Il decreto sicurezza

I magistrati e l’ingiustizia

di Armando Spataro

I magistrati non sono obiettori di coscienza, non possono rifiutarsi di ottemperare ai loro doveri ma è auspicabile che, ricorrendo alla Corte costituzionale appena ciò sia possibile, procedendo contro condotte illegali e disponendone l’interruzione, continuino a ignorare le aspettative di chi governa, qualunque ne sia il colore politico. Deve essere questa la risposta al decreto sicurezza bis voluto da Salvini. Grazie al voto di fiducia richiesto dal governo il provvedimento (emesso in assenza di qualsiasi urgenza) è stato convertito in legge. Potrà accadere che prima o poi, in vista di scadenze elettorali o per altre ragioni tattiche, arrivi anche un “decreto sicurezza-ter”, ma, con riferimento alle disposizioni approvate per il contrasto all’immigrazione illegale (oltre per alcune in tema di ordine pubblico), è davvero difficile immaginare qualcosa di peggio.

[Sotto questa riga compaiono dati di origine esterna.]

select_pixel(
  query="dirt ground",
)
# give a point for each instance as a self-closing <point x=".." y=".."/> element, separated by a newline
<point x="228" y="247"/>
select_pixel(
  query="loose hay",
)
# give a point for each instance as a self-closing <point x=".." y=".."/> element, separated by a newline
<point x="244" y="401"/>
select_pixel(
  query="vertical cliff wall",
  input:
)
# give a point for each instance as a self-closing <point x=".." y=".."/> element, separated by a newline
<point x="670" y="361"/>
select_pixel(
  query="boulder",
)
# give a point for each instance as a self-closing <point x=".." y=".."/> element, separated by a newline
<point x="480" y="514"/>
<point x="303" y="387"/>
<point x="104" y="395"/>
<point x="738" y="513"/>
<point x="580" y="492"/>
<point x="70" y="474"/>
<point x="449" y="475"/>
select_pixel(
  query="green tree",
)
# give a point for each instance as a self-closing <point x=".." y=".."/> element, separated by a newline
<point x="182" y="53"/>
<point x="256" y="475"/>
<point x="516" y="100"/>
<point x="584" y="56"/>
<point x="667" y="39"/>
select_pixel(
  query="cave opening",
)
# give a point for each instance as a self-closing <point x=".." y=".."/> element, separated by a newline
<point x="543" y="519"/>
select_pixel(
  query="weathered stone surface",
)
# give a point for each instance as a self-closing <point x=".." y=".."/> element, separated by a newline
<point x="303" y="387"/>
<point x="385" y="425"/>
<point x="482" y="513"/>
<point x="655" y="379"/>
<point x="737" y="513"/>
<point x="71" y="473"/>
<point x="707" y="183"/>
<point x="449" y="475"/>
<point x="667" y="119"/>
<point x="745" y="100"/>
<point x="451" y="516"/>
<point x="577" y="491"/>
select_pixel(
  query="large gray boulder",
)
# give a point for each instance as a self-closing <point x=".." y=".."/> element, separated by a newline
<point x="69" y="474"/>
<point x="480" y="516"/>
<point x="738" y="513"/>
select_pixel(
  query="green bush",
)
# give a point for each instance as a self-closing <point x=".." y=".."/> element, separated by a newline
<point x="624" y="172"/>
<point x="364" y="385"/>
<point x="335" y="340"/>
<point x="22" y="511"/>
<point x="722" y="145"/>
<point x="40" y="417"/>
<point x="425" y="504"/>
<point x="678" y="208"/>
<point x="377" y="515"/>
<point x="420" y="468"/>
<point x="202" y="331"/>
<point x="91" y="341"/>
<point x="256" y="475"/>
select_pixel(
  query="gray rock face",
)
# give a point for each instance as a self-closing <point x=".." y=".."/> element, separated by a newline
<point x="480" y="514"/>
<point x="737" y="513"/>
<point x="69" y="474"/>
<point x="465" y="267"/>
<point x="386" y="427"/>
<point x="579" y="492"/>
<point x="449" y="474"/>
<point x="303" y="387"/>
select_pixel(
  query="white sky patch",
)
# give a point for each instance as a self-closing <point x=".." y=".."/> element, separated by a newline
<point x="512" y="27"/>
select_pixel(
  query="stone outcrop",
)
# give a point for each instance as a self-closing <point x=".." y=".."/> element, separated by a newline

La lettura di questa parte del provvedimento lascia trasparire cinismo e indifferenza rispetto al diritto di tutti gli esseri umani alla vita e a un’esistenza dignitosa, ma anche implicite intimidazioni a quanti, con navi delle Ong o imbarcazioni da pesca, intendano adempiere al dovere di soccorso in mare.

Giuristi di ogni parte del mondo e autorevoli commentatori hanno più volte ricordato, anche su questo giornale, convenzioni internazionali e norme costituzionali secondo cui chiudere i porti ai naufraghi e ai migranti richiedenti protezione è consentito solo in casi eccezionali, come quello del “pregiudizio alla pace, al buon ordine e alla sicurezza dello stato costiero”, condizioni inesistenti per tutti i casi che hanno interessato l’Italia. Ed esperti della materia, insieme a organismi sovranazionali, hanno inoltre confermato che la Libia non è un Paese sicuro dove rimandare i profughi.

È stato giustamente sottolineato che tocca anche all’Europa farsi carico dell’emergenza degli stati costieri: ma perché allora negarsi al confronto attorno a un tavolo comune con gli altri governi come la politica alta- non quella dei diktat – imporrebbe? Di tutto questo si sa o si parla poco nel nostro Paese, ove spesso si ignora l’inattendibilità dei dati statistici che circolano, così come l’aumento degli sbarchi gestiti dagli scafisti e dei morti in mare.

Ma il “ministro di tutto”, intanto, oltre ad estendere anche le proprie competenze, è riuscito – grazie al provvedimento approvato – a introdurre nel nostro sistema una serie di sanzioni definite “amministrative”, che hanno invece un vero e proprio contenuto penale: il pagamento di somme fino a un milione di euro e il sequestro cautelare con successiva confisca delle navi a carico di chi, per salvare esseri umani, ha violato il divieto di ingresso, transito e sosta nelle acque territoriali, da lui emesso di concerto con i ministri della Difesa e delle Infrastrutture e trasporti.

Pare evidente che lo spostamento di tali questioni dal piano strettamente giudiziario a quello amministrativo abbia un senso preciso: tagliare fuori da settori d’intervento cari all’esecutivo quei magistrati che, esercitando i loro doveri e in ossequio all’obbligatorietà dell’azione penale, emettono provvedimenti sgraditi, dissequestrando navi, archiviando denunce o inchieste a carico delle lodevoli Ong, chiedendo – sia pure invano – autorizzazioni a procedere a carico di ministri per comportamenti che potrebbero integrare reati. E per di più giustamente tacciono, auspicabilmente sorridendo, di fronte agli inviti a “scendere in politica”.